This article explains how to authenticate a server with the Microsoft Graph REST API. You can use the OAuth 2.0 client credentials grant specified in RFC 6749, sometimes called two-legged OAuth, to access web-hosted resources by using the identity of a workload rather than impersonating a user. Developers often refer to these types of workloads as daemons or service accounts. The client credentials grant type is commonly used for server-to-server interactions that must run in the background without immediate interaction with a user.
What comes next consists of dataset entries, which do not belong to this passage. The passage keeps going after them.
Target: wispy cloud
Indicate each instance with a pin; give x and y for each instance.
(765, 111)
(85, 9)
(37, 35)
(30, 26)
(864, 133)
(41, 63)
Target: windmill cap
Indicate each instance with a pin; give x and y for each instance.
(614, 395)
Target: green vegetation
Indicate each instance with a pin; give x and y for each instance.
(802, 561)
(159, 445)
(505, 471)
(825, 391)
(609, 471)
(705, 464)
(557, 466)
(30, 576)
Once configured, your server will require no direct user interaction to call the Graph API. We will use the OAuth 2.0 client credentials flow with a shared secret for this use case.
The Microsoft identity platform allows an application to use its own credentials for authentication anywhere a client secret could be used, for example, in the OAuth 2.0 client credentials grant flow and the on-behalf-of (OBO) flow.
– Microsoft Docs
Summary Steps
- Register a new application using the Azure portal.
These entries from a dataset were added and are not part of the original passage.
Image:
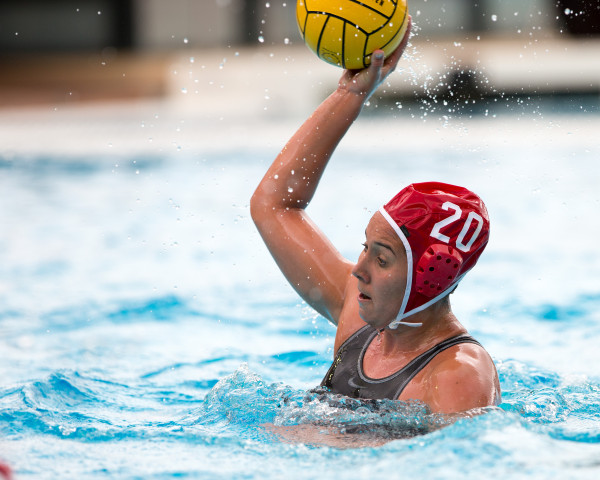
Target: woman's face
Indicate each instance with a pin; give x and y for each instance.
(381, 273)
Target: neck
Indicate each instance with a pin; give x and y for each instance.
(438, 323)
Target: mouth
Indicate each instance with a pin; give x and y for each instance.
(362, 297)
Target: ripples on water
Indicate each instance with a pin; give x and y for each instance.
(139, 341)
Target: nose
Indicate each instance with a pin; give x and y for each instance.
(359, 270)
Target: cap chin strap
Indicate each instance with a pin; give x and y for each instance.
(394, 325)
(409, 262)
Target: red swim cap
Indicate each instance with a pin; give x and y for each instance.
(444, 229)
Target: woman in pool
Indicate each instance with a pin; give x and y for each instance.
(396, 334)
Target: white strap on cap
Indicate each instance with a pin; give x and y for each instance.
(409, 261)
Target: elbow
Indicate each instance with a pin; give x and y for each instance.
(258, 206)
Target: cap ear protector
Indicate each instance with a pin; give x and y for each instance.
(444, 229)
(437, 269)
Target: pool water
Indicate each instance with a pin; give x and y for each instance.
(146, 333)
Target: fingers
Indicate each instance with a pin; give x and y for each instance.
(392, 61)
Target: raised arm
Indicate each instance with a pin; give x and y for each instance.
(306, 257)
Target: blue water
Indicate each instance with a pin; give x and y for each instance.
(146, 333)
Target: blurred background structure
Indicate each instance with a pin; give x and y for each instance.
(55, 51)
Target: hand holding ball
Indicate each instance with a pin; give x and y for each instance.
(346, 32)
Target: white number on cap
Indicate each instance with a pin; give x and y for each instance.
(459, 241)
(435, 232)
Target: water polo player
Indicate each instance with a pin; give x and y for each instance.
(396, 334)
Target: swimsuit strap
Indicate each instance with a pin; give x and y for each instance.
(403, 376)
(346, 375)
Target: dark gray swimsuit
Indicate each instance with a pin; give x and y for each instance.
(347, 377)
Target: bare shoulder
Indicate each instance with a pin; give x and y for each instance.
(461, 378)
- Create client credentials
- Set API permissions and grant admin consent.
- Make a request to Azure Active Directory authentication service using HTTP POST with a client ID and client secret to retrieve an access token.
- Use the access token to make HTTP requests to the Microsoft Graph REST API.
Register your Application
Log in to the Microsoft Azure Portal
Click Azure Active Directory
Click App registrations, then New registration
Enter or select the following:
- Name: e.g., My Workload
- Supported account types: Select Accounts in this organizational directory only…
Click Register
Your application is now registered with Azure Active Directory.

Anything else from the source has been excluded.